The critical questions
| The basic questions |
| How the speeding program works |
| Where the cameras are |
Advertiser Staff
Q. What is the threshold above the speed limit that triggers a citation?
A. Now you've asked the $77 question.
State officials have been very careful to say that anyone exceeding the posted speed limit is "subject to a citation." But they also insist they've never said there is a "zero tolerance" policy for speeders.
If there is an official "threshold," the state can't or won't say so now. To do that would be to imply that it is OK to speed, they say.
So officially the state neither confirms nor denies the presence of a citation threshold.
At one point in December, however, the head of the state Transportation Department said that "as a practical matter the citation threshold will be set around the 10 percent margin of error," a statement that has not been repeated since.
Meanwhile, the company contract proposal to the state called for citations to be issued whenever someone was going 11 mph or more over the speed limit. However, we're told that standard is not actually being used today.
Confused? So are we.
Our best educated guess on this matter is that tickets start getting issued somewhere between 5 and 10 mph over the speed limit.
Just don't quote us when you get to court.
Q. Who is running the program?
A. The state signed a three-year contract with a private company called Affiliated Computer Services Inc. to operate the system.

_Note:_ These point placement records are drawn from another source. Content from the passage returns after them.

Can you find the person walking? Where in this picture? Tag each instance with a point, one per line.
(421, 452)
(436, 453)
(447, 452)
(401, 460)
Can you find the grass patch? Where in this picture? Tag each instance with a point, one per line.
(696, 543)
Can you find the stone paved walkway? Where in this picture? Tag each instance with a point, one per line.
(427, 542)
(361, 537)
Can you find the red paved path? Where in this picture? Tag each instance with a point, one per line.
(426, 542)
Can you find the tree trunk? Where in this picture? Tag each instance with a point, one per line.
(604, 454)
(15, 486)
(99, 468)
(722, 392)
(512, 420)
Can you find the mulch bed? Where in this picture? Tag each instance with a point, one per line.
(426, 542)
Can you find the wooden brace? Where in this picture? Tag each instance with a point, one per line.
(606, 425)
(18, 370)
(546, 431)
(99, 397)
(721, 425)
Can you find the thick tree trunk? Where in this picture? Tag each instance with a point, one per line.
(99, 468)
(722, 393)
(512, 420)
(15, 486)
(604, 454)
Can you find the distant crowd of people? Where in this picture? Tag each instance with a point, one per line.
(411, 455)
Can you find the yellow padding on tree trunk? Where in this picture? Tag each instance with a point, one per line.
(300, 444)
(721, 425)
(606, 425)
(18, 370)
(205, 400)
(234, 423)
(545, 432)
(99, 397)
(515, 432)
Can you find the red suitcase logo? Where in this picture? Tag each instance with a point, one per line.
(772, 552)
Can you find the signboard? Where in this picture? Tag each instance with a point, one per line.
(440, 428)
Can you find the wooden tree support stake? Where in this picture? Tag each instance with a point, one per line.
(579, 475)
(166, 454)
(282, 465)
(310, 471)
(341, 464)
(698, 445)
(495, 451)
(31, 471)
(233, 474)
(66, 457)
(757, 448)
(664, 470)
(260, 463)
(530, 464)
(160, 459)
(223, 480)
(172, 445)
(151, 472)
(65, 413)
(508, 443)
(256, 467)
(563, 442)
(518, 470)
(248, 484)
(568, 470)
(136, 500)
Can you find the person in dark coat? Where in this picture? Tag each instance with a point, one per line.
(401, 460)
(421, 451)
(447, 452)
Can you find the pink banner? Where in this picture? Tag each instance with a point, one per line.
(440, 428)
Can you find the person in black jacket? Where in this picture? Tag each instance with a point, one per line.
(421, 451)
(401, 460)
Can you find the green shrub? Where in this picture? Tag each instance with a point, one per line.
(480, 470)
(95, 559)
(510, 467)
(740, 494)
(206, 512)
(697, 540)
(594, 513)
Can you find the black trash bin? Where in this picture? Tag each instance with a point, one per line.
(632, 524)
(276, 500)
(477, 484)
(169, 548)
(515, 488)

The company has set up the program and hired all the people to run it.
ACS is a Dallas-based company with 30,000 employees and $2 billion in revenue last year.
The company, which operates many different types of financial and administrative computer systems for private and government enterprises, got into the traffic camera business last year when it acquired the IMS company from Lockheed Martin Corp.
ACS has about 55 photo enforcement contracts in the United States and Canada, making it by far the largest operator of such photo systems in North America, generating more than $300 million annually for ACS.
Q. What are the objections?
A. "The problem is that everybody has a different problem with the program," one politician said. "Everybody dislikes something else."
Among the objections we've heard are:
- Insurance rates are going to go up if I get a ticket.
- It's Big Brotherism.
- The cameras violate my right to privacy.
- It's just a moneymaker for the state.
- Law enforcement should be in the hands of police, not a private company.
- There's no chance to face your accuser in court.
- Sometimes it's safer to speed up; the cameras don't leave any room for discretion.
- The tickets go to the car owner, not the driver.
- The camera's flash at night can blind a driver.
- Since the camera operators get paid for each ticket, there's the potential that they'll abuse the system in the name of profit.
- Drivers are spending more time looking at their speedometer than the road.
- There's no hard evidence that the cameras actually reduce serious accidents; in some cases, they cause more accidents.
Q. If there's so much opposition to these cameras, how come the state is going ahead with the program?
A. First and foremost, for safety.
In the past five years, 73 people died at Hawai'i intersections when a driver ran a red light. More than 260 people were killed and 12,500 injured in crashes involving speeding here since 1991, the state says.
That's reason enough to try a new kind of law enforcement, officials say.